MISSION
By John Hollis Mason
It would be so easy to conquer
these primitive creatures....
[Transcriber's Note: This etext was produced from
Science Fiction Quarterly Spring 1942.
Extensive research did not uncover any evidence that
the U.S. copyright on this publication was renewed.]
The cylinder stood on the edge of a grassy plain. It was enveloped in a shimmering nimbus of golden brilliance. Lying grotesquely crumpled before the cylinder was a strange, alien figure—unmoving.... A little distance away was another figure, also crumpled and still, but more human-like in appearance. Fifty yards beyond began a deep forest.
Aside from the occasional murmuring breeze that rustled the grass there was no sound or movement to disturb the tableau. And the stillness made it all the more mysterious.

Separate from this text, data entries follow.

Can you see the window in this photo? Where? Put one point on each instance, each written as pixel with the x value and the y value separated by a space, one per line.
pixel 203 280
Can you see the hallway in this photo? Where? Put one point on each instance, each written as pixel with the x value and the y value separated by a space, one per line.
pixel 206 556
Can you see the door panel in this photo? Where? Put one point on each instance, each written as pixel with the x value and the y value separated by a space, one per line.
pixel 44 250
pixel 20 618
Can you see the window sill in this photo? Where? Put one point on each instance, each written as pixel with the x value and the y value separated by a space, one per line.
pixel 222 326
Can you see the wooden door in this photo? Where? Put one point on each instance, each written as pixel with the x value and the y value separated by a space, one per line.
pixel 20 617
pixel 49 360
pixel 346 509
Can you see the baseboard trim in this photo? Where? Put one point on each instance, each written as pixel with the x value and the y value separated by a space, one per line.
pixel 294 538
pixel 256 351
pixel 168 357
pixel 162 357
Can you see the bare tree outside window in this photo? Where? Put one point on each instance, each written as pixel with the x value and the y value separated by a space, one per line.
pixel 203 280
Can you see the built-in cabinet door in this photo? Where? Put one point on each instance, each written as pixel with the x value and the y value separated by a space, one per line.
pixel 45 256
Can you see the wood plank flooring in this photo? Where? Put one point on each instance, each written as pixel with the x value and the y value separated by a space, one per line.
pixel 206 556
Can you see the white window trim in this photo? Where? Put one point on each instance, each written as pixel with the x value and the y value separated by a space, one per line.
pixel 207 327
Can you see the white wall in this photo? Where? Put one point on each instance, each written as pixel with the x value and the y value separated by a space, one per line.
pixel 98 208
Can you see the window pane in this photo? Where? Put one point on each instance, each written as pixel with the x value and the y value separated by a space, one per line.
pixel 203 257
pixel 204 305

Krai landed on the edge of the forest. His search for intelligent life had been unfruitful up to now. But as he passed over the forest he had seen what he was looking for. A village of tree-dwellers.
Equipping himself with a portable pressure projector, Krai let himself out through the air-lock and stepped for the first time to the surface of earth. The air-lock's outer seal—a cumbrous affair over three feet thick—swung automatically back into place behind him and, as it did, a shimmering nimbus of brilliant golden light enveloped the space ship.